Methods: A 62 year-old male with history of previous inguinal repairs (right and left elective hernia repairs were twenty and two years ago, respectively, without bowel resection or complications) presented with sharp and intermittent left lower quadrant abdominal pain near his left groin for three to four days. He did not appear in extremis; vital signs were within normal limits and a comprehensive metabolic panel and complete blood count were unremarkable. CT of the abdomen and pelvis suggested a left anterior pelvic abscess. A clinical diagnosis of a diverticular abscess was made, though no underlying diverticulosis was identified on imaging and the patient had not had a prior colonoscopy. The patient was administered intravenous piperacillin-tazobactam, transitioned to oral antibiotics, and discharged after an unremarkable hospital course, with plan for outpatient colonoscopy to rule out malignancy as an etiology for his diverticulitis. On outpatient colonoscopy, patient was noted to have mesh extruding into the sigmoid colon without adjacent mucosal inflammation. He had a repeat CTAP, which demonstrated a contained left pelvic wall/abdominal wall abscess communicating with the sigmoid colon. Colorectal surgery was consulted and the patient ultimately underwent an open sigmoidectomy and mesh explanation with repair of the left inguinal hernia with Viceryl mesh. Discussion: Mesh migration into adjacent abdominal viscera is a rare complication that can present early to many years after the procedure. These can manifest in a variety of presentations, from mild abdominal pain to life threatening conditions, such as bowel obstruction, peritonitis, and as in our case, a colonic fistula which was presumed to be a diverticular abscess, with actual etiology only detected on colonoscopy done to rule out underlying malignancy. Early recognition is important to avoid superimposed infection, fibrosis, and further complications, as well as to lead to appropriate management, which is often surgical repair. This case highlights the importance of recognizing mesh erosion in patients with abdominal pain with history of hernia repair.

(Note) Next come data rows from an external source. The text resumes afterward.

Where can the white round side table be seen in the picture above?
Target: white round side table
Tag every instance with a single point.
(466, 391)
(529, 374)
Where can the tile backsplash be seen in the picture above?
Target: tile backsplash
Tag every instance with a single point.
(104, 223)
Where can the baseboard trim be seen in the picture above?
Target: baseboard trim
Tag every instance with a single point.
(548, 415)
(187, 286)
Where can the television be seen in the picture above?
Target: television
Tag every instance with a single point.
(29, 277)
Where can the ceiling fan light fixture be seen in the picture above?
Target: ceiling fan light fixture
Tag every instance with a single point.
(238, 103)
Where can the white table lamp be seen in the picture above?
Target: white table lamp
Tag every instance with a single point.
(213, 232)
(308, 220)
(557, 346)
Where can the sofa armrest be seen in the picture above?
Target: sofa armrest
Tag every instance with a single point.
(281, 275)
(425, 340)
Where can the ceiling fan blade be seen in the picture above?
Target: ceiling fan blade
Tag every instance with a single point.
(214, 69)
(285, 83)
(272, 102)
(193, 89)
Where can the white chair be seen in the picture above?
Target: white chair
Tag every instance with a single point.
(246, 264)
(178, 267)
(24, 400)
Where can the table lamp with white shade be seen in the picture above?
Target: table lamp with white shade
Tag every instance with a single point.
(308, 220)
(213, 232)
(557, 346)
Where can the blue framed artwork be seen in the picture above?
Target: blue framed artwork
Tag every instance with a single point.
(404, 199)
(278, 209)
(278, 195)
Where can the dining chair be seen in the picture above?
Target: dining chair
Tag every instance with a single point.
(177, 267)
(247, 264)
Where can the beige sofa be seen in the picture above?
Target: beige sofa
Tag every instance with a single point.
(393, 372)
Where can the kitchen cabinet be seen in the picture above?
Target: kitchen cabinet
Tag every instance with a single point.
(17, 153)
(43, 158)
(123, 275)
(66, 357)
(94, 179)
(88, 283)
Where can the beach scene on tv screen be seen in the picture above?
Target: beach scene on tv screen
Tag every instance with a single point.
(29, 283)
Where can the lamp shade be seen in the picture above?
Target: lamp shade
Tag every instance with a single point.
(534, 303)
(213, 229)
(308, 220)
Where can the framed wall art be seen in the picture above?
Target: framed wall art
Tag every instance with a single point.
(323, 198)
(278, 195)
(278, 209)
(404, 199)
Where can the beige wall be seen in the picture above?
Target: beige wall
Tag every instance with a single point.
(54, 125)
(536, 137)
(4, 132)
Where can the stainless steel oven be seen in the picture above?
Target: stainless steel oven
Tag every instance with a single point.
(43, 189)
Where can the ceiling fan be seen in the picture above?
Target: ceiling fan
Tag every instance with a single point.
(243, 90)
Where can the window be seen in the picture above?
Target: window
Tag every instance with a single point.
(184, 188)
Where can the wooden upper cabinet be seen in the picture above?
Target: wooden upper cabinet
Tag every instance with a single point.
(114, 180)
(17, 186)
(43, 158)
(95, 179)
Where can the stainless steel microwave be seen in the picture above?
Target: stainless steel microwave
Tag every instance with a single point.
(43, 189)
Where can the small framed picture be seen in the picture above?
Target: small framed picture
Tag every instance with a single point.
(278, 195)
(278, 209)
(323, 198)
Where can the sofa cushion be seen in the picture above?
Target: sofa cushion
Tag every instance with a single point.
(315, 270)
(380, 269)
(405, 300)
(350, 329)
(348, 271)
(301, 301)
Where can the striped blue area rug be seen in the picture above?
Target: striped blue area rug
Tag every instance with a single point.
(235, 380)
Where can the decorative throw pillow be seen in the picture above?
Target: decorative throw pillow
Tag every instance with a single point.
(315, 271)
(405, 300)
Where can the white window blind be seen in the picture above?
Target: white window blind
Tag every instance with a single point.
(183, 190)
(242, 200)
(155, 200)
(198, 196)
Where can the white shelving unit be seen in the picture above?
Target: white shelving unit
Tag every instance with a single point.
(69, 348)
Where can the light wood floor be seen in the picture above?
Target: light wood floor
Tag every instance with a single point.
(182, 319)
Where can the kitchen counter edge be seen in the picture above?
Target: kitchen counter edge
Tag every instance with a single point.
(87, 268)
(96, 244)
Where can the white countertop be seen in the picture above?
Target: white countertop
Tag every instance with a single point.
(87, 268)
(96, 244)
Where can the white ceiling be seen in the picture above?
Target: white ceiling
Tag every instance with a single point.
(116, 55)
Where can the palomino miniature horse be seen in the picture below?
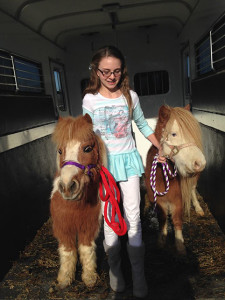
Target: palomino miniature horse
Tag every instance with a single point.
(180, 136)
(75, 204)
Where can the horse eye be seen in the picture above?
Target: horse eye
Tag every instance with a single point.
(88, 149)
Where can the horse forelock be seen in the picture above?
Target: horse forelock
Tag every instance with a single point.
(72, 129)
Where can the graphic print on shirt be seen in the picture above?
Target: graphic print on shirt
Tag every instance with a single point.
(112, 121)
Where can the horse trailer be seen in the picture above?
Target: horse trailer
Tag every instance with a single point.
(175, 54)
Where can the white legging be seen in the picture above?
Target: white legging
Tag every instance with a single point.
(130, 193)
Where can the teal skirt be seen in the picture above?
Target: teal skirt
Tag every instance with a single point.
(122, 166)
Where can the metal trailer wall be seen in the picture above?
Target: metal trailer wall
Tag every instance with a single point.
(26, 172)
(209, 107)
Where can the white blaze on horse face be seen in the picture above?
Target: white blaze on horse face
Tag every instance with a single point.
(69, 171)
(189, 160)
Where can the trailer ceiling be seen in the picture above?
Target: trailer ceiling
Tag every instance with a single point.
(61, 20)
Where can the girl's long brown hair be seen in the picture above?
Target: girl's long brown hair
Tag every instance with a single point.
(94, 82)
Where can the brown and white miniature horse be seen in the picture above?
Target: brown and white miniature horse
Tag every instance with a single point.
(75, 204)
(180, 136)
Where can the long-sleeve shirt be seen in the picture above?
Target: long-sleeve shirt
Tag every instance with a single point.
(112, 123)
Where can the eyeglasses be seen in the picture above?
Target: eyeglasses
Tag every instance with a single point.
(108, 73)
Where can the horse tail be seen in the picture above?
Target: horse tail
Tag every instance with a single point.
(187, 184)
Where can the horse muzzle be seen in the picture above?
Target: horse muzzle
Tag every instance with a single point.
(70, 190)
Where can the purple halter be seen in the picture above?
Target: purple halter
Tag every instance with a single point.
(85, 168)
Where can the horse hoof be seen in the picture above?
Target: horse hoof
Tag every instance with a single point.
(62, 284)
(89, 279)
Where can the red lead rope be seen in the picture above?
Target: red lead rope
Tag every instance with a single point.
(112, 192)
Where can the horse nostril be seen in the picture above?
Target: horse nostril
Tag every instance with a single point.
(61, 187)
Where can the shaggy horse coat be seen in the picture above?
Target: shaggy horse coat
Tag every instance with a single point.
(180, 136)
(75, 205)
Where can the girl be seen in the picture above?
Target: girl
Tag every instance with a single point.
(112, 105)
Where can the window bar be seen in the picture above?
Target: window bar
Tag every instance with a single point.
(211, 56)
(14, 72)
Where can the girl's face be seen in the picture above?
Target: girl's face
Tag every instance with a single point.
(109, 72)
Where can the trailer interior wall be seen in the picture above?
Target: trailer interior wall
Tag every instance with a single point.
(208, 107)
(27, 155)
(146, 50)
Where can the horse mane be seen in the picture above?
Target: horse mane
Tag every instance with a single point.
(190, 128)
(188, 124)
(70, 128)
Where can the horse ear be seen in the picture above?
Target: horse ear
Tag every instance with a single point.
(164, 113)
(188, 107)
(88, 118)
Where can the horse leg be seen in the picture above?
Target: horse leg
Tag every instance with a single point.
(68, 261)
(196, 203)
(89, 265)
(177, 220)
(162, 218)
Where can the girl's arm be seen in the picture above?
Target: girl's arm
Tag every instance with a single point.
(146, 130)
(152, 138)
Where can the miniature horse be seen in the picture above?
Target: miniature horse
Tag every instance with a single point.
(75, 205)
(180, 136)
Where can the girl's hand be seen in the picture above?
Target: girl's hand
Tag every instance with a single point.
(161, 158)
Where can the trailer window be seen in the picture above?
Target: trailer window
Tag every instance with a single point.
(151, 83)
(18, 74)
(210, 51)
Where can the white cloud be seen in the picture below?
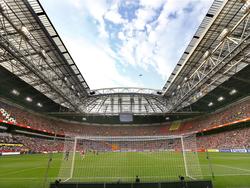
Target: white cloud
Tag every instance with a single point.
(97, 65)
(113, 15)
(153, 41)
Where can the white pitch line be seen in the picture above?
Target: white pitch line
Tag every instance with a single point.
(67, 179)
(234, 168)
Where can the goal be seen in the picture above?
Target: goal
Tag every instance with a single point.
(122, 158)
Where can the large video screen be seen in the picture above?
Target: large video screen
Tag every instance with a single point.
(126, 117)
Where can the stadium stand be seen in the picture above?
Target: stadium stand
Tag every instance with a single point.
(31, 120)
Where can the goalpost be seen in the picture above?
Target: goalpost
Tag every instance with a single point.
(122, 158)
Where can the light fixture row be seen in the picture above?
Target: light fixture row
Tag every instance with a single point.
(28, 99)
(221, 98)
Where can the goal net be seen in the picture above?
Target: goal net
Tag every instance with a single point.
(122, 158)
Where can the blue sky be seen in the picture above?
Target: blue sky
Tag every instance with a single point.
(115, 41)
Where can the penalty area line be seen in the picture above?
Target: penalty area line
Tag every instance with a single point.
(67, 180)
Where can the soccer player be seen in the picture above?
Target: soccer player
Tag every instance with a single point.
(137, 179)
(66, 157)
(83, 154)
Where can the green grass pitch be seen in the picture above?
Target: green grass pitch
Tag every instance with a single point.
(231, 170)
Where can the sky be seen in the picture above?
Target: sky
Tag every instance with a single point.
(126, 43)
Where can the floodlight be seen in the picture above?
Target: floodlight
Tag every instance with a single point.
(233, 91)
(220, 99)
(2, 6)
(43, 53)
(25, 32)
(210, 104)
(246, 7)
(29, 99)
(224, 34)
(39, 104)
(15, 92)
(206, 55)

Table 1: Initial basic metabolic panel and complete blood count labs were unremarkable, as noted.
Figure 1: The patient had a repeat CT Abdomen/Pelvic with contrast, which demonstrated a contained left pelvic-abdominal wall abscess communicating with the sigmoid colon (arrow).
Figure 2: On outpatient colonoscopy, patient was noted to have a foreign body, consistent with mesh extruding into the sigmoid colon without adjacent mucosal inflammation. No diverticulosis was seen.
Disclosures: Feenalie Patel indicated no relevant financial relationships. Umer Bhatti indicated no relevant financial relationships. Michael Guzman indicated no relevant financial relationships. Eric Orman indicated no relevant financial relationships.